Online resource for exploring results: Tutorial: exploring-orthofinders-results.html

Results live on Grace Crandall’s laptop in: /Users/graciecrandall/Documents/orthofinder2026/OrthoFinder/Results_Jun24/

I make some results tables in this R code: project-pycno-multispecies-2023/code/27-orthofinder.Rmd

Results data tables:

All are in project-pycno-multispecies-2023/output/27-orthofinder

  1. Orthogroups.tsv: table copied straight from OrthoFinder output on my laptop. A table of all the orthogroups across all three species’ protein lists.
  2. shared_orthologs_all_species-long.tsv: long format (columns: Orthogroup; Species; Protein) table of the orthogroups that are shared across ALL THREE SPECIES
  3. shared_orthologs_all_species-wide.tsv: wide format (columns: Orthogroup; Dermasterias; Pisaster; Pycnopodia) table of orthogroups that are shared across ALL THREE SPECIES
  4. GOSlim table of Orthogroups shared across all three species:
  5. P. helianthoides: Annotated Orthogroup list with GO and blast: pycno_orthogroups_GO_annotations.tab
  6. P. ochraceus: Annotated Orthogroup list with GO and blast: pisaster_orthogroups_GO_annotations.tab
  7. D. imbricata: Annotated Orthogroup list with GO and blast: derm_orthogroups_GO_annotations.tab
  8. P. helianthoides: GOSlim for all P. helianthoides orthogroups: GOSlim_all_pycno_orthogroups.tab
  9. P. ochraceus: GOSlim for all P. ochraceus orthogroups: GOSlim_all_pisaster_orthogroups.tab
  10. D. imbricata: GOSlim for all D. imbricata orthogroups: GOSlim_all_derm_orthogroups.tab

Summary table from OrthoFinder:
Input files to OrthoFinder are the protein lists from each species.

Also note, that there are 12,547 orthogroups shared across all three species.

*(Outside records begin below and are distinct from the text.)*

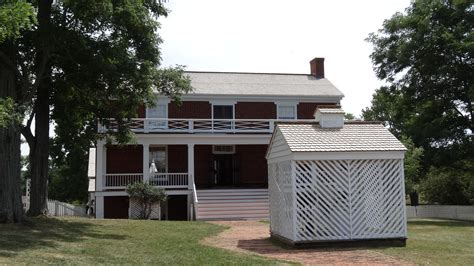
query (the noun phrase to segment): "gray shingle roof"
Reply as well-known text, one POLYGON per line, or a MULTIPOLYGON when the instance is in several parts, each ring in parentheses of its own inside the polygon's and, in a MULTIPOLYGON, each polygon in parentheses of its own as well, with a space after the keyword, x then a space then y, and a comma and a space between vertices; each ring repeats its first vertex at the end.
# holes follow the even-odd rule
POLYGON ((192 94, 320 96, 344 95, 329 80, 304 74, 186 72, 191 78, 192 94))
POLYGON ((382 124, 346 122, 343 128, 321 128, 318 123, 279 123, 291 151, 405 151, 382 124))
POLYGON ((341 108, 318 108, 321 114, 345 114, 341 108))

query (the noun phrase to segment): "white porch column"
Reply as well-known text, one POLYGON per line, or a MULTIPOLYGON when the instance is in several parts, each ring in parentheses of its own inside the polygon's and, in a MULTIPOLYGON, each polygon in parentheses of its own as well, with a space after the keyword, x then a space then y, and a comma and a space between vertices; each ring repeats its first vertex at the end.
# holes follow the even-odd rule
POLYGON ((150 144, 143 143, 143 182, 150 180, 150 144))
POLYGON ((194 143, 188 144, 188 188, 193 189, 194 184, 194 143))
POLYGON ((95 190, 103 191, 104 190, 104 174, 107 169, 107 148, 105 147, 105 142, 102 140, 97 141, 96 149, 96 166, 95 166, 95 190))
POLYGON ((95 218, 104 219, 104 196, 95 197, 95 218))

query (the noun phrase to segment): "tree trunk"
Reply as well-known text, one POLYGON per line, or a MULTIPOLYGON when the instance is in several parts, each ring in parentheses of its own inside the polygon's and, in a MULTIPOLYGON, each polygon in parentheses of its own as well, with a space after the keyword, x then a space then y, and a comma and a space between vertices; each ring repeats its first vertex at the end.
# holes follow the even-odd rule
POLYGON ((46 215, 48 211, 49 85, 49 82, 42 82, 36 98, 35 137, 34 144, 30 145, 29 216, 46 215))
MULTIPOLYGON (((15 49, 4 43, 0 49, 14 64, 15 49)), ((16 77, 12 69, 0 63, 0 99, 16 100, 16 77)), ((0 223, 21 222, 24 218, 21 202, 20 127, 18 121, 0 126, 0 223)))
POLYGON ((418 203, 419 203, 418 202, 419 201, 418 200, 418 192, 413 191, 409 195, 410 195, 410 204, 411 204, 411 206, 418 206, 418 203))
MULTIPOLYGON (((47 60, 51 52, 51 5, 52 0, 38 1, 38 43, 36 44, 36 66, 47 60)), ((38 71, 41 73, 42 71, 38 71)), ((28 141, 30 146, 31 190, 28 215, 44 215, 48 211, 48 167, 49 167, 49 94, 51 87, 51 65, 46 63, 40 79, 35 101, 35 136, 28 141)))

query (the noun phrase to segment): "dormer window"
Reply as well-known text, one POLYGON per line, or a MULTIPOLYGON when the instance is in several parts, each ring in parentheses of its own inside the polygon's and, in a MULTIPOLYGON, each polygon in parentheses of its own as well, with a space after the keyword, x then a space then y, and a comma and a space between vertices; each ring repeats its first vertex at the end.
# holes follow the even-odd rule
POLYGON ((296 105, 295 104, 278 104, 277 118, 279 120, 295 120, 296 105))
POLYGON ((168 118, 168 104, 158 103, 146 110, 146 118, 149 129, 165 129, 168 126, 166 119, 168 118))

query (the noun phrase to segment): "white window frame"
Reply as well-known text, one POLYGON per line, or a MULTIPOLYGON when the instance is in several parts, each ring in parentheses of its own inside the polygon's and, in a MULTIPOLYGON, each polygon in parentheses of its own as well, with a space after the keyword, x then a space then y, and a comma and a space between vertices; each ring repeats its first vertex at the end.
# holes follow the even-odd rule
POLYGON ((212 154, 235 154, 235 145, 212 145, 212 154), (218 151, 216 146, 231 146, 231 151, 218 151))
POLYGON ((235 104, 236 101, 211 101, 211 119, 214 118, 214 106, 232 106, 232 120, 235 120, 235 104))
POLYGON ((297 105, 298 103, 295 102, 277 102, 277 120, 297 120, 298 119, 298 108, 297 105), (294 118, 288 119, 288 118, 280 118, 280 107, 292 107, 293 112, 295 114, 294 118))
MULTIPOLYGON (((168 105, 170 103, 170 99, 166 98, 166 99, 158 99, 158 101, 155 103, 155 106, 152 107, 152 108, 156 108, 157 106, 164 106, 165 107, 165 117, 163 118, 160 118, 160 119, 165 119, 164 122, 159 122, 159 121, 145 121, 145 123, 148 124, 148 128, 152 128, 152 129, 167 129, 168 128, 168 105)), ((145 117, 146 118, 157 118, 157 117, 150 117, 150 109, 152 108, 146 108, 146 115, 145 117)))
POLYGON ((151 158, 151 149, 152 148, 161 148, 161 147, 164 147, 165 148, 165 173, 168 173, 168 145, 150 145, 149 148, 148 148, 148 168, 150 168, 151 166, 151 160, 153 158, 151 158))

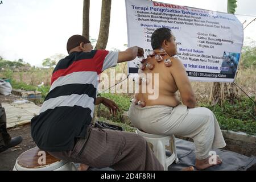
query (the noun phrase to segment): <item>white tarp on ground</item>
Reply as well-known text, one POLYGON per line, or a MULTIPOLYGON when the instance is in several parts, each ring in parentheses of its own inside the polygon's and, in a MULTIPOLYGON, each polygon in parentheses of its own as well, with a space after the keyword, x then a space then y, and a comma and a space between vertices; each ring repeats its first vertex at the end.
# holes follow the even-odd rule
POLYGON ((2 103, 2 105, 5 109, 7 128, 30 122, 32 118, 39 114, 40 109, 40 107, 33 102, 22 104, 2 103))

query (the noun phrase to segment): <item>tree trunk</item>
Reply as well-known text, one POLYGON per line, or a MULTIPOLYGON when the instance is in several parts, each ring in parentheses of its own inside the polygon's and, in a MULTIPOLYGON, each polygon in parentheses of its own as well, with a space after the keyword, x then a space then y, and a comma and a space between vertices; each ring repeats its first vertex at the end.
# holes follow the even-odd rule
POLYGON ((100 32, 96 49, 105 49, 109 38, 109 23, 110 22, 111 0, 102 0, 100 32))
POLYGON ((84 36, 89 39, 90 0, 84 0, 84 7, 82 11, 82 36, 84 36))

  Dermasterias imbricata Pisaster ochraceus Pycnopodia helianthoides
Number of genes 25030 35696 26581
Number of genes in orthogroups 21692 30464 22253
Number of unassigned genes 3338 5232 4328
Percentage of genes in orthogroups 86.7 85.3 83.7
Percentage of unassigned genes 13.3 14.7 16.3
Number of orthogroups containing species 14691 16503 15488
Percentage of orthogroups containing species 79.9 89.8 84.3
Number of species-specific orthogroups 896 1183 552
Number of genes in species-specific orthogroups 3176 6375 1669
Percentage of genes in species-specific orthogroups 12.7 17.9 6.3

Results figures:

Venn Diagram of ALL Orthogroups shared across all the species:

img

P. helianthoides orthogroups in proportion to all shared orthogroups (12547) across all three species

img

Top 10 GOSlim terms for the orthogroups unique to P. helianthoides. Y-axis is proportion of those orthogroups related to the 12,547 shared orthogroups across all three species. X-axis is the 10 top GOSlim terms - top meaning most counts. Color-coded by Term.

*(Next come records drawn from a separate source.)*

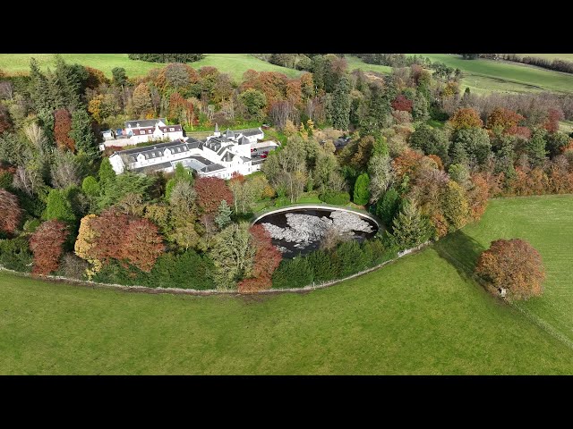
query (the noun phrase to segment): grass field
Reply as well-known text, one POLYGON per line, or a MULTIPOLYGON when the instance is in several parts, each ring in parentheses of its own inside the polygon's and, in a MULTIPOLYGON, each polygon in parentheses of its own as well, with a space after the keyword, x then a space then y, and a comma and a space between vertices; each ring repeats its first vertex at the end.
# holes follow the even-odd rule
MULTIPOLYGON (((0 69, 8 73, 27 73, 30 72, 30 58, 32 56, 38 60, 42 70, 47 70, 48 66, 54 67, 52 54, 0 54, 0 69)), ((130 60, 127 54, 63 54, 62 56, 67 63, 77 63, 101 70, 109 78, 114 67, 124 68, 127 76, 133 78, 145 75, 150 70, 165 65, 130 60)), ((248 54, 207 54, 202 60, 190 63, 189 65, 195 69, 206 65, 217 67, 221 72, 229 73, 235 80, 240 80, 243 73, 249 69, 257 72, 280 72, 291 78, 301 74, 299 71, 271 64, 248 54)))
POLYGON ((536 56, 548 60, 573 61, 573 54, 517 54, 519 56, 536 56))
POLYGON ((467 275, 499 237, 542 253, 521 307, 570 336, 573 198, 491 203, 481 223, 307 294, 144 295, 0 273, 0 374, 573 374, 573 349, 467 275))
POLYGON ((573 75, 531 67, 517 63, 493 60, 464 60, 449 54, 418 54, 432 61, 459 68, 465 72, 462 88, 475 93, 501 92, 573 92, 573 75))
MULTIPOLYGON (((480 248, 493 240, 520 238, 541 253, 547 270, 542 298, 519 304, 535 318, 573 341, 573 198, 546 196, 495 199, 479 224, 467 226, 463 235, 480 248)), ((461 249, 456 236, 444 246, 461 249)), ((474 266, 475 252, 458 252, 460 261, 474 266)))

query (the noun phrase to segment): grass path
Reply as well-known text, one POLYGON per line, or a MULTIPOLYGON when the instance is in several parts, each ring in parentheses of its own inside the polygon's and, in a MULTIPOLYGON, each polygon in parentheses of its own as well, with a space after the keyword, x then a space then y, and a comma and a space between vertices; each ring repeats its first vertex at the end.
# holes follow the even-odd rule
MULTIPOLYGON (((146 61, 130 60, 127 54, 62 54, 67 63, 77 63, 101 70, 106 76, 111 78, 114 67, 124 67, 128 77, 143 76, 154 68, 160 68, 165 64, 149 63, 146 61)), ((0 69, 8 73, 30 72, 30 58, 38 60, 44 71, 50 66, 54 68, 54 55, 52 54, 0 54, 0 69)), ((202 66, 217 67, 221 72, 229 73, 235 80, 240 80, 243 73, 249 69, 258 72, 279 72, 294 78, 301 72, 271 64, 259 60, 249 54, 207 54, 205 58, 189 65, 195 69, 202 66)))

P. ochraceus orthogroups in proportion to all shared orthogroups (12547) across all three species

img

Top 10 GOSlim terms for the orthogroups unique to P. ochraceus. Y-axis is proportion of those orthogroups related to the 12,547 shared orthogroups across all three species. X-axis is the 10 top GOSlim terms - top meaning most counts. Color-coded by Term.

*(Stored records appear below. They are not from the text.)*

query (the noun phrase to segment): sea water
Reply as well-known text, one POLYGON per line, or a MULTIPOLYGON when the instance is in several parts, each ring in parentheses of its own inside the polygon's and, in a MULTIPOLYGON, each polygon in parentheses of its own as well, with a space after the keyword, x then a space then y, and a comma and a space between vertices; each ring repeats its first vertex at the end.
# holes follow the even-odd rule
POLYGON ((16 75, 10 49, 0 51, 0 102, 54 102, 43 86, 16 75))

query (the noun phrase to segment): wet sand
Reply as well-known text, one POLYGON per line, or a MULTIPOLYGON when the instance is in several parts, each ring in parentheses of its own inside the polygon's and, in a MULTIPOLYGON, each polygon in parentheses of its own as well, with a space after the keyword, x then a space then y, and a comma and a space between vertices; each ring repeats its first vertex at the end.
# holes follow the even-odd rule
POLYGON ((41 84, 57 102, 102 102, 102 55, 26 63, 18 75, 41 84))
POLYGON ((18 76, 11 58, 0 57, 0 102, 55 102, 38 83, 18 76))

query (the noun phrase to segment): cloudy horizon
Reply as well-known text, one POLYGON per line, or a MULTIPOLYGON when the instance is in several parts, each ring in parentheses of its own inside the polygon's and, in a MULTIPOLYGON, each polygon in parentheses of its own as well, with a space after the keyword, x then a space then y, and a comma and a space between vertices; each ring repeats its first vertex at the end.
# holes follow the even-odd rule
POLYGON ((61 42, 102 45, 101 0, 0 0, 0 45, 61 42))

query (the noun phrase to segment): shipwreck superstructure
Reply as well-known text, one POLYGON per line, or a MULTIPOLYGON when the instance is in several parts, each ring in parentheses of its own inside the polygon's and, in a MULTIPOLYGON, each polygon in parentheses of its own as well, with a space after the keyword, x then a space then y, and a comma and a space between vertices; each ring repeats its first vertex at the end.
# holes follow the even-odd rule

D. imbricata orthogroups in proportion to all shared orthogroups (12547) across all three species

img

Top 10 GOSlim terms for the orthogroups unique to D. imbricata. Y-axis is proportion of those orthogroups related to the 12,547 shared orthogroups across all three species. X-axis is the 10 top GOSlim terms - top meaning most counts. Color-coded by Term.

Proportion plot notes:

All three figures are very similar… each species has about 70 GOSlim terms, but that’s a lot to include in a figure.

Not sure of how else I can visualize these differences.

I’m also not accounting for any DEGs in these figures –> these are just orthogroups based on each species’ genome protein lists.